For two decades, Claudia Winkleman was the constant — the steady voice in glittering chaos, the calm amid sequins, nerves and live-TV unpredictability. Then, one night, it ended.
No fireworks. No drama on screen.
Just tears — real ones.
“We did our last piece to camera,” Claudia says quietly. “Then I went to my husband and sobbed. Really cried. It was 20 years of my life.”
That moment — raw, private, and unseen — is the emotional truth behind one of British television’s biggest handovers.
The look everyone talks about — and the woman behind it
Is the hair a wig? Claudia laughs and leans forward. “No! Feel it. Pull it!” The famous fringe, the inky eyeliner, the orange glow — they’re not armour, she insists. They’re joy.
“I’m lucky,” she shrugs. “The fringe comes from right at the back. That’s the key. It’s got weight.”
Those signature details helped make the 54-year-old one of the most recognisable figures on British TV — though she recoils at the idea of stardom. “Don’t call me that. It’s repellent. Not allowed.”
And yet, after a year that saw The Piano move viewers to tears, Celebrity Traitors become appointment television, and Strictly bow out on a high, it’s hard to deny the scale of her presence.
Why she really left Strictly
Rumours swirled.
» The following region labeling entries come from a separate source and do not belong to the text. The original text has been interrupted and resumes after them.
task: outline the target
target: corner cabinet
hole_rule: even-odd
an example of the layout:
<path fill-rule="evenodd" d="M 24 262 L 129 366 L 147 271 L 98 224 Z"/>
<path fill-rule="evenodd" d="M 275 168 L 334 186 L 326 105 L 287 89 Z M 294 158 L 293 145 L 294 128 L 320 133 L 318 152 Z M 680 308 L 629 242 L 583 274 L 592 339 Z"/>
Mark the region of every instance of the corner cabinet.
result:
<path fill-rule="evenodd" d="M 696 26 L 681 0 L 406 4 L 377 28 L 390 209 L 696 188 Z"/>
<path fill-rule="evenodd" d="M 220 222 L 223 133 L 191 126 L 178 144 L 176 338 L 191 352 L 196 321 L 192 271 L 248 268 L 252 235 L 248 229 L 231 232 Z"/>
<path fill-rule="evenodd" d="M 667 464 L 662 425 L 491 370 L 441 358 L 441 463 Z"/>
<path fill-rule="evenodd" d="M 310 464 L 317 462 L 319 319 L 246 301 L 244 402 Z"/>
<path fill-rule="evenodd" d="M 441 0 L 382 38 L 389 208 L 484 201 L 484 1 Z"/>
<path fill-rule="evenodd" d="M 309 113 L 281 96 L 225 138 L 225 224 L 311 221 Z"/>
Speculation followed. But Claudia is firm: leaving wasn’t about scandal or fatigue.
“It wasn’t that,” she says. “The show deserves new. Tess and I wanted to leave when we were on an absolute high.”
She and Tess Daly had discussed it a full year earlier. Their final night? Emotional, but right.
“I felt OK the next morning,” Claudia admits. “But it was a process.”
Fear, failure — and the phone call from the castle
That self-deprecating humour? It’s not an act. It’s nerves.
When she took on The Traitors, she genuinely believed it might end everything.
“I phoned my husband from the Scottish castle and said, ‘I’ve had a good run. This is where it comes to an end.’”
She thought the same before launching her new chat show — now stepping into Graham Norton’s coveted Friday-night slot on BBC One.
“If he’s the Empire State Building,” she jokes, “I’m a miniature, decrepit cul-de-sac.”
Home is where the tears — and the dog — are
Off camera, Claudia is a home bird. Roast dinners. Card games. Bridge with her husband, film producer Kris Thykier. Three children — now grown enough that she finally feels free to take risks.
“When they were little, it was about being steady,” she says. “Now they’re bigger, I can try things.”
And then there’s Skip — the scruffy Cavalier King Charles who sleeps on the bed and wakes her at 4am “for a chat.”
“The love of my life,” she smiles. “The husband’s concerned.”
The end — and the beginning
Leaving Strictly wasn’t failure. It was an ending — and endings hurt.
“It felt momentous,” Claudia says simply. “Just the end.”
Now she’s juggling The Traitors, a bold new chat show, Crufts reporting, and the freedom to disappear again.
“Soon you won’t see me on a Saturday night,” she laughs. “Where is she? Under the duvet. With a dog.”
And then, with a sly smile, the truth slips out:
“Oh yeah… apart from Traitors.”
💔✨ An era closed. A new chapter cracked open. And for once, Claudia let herself cry.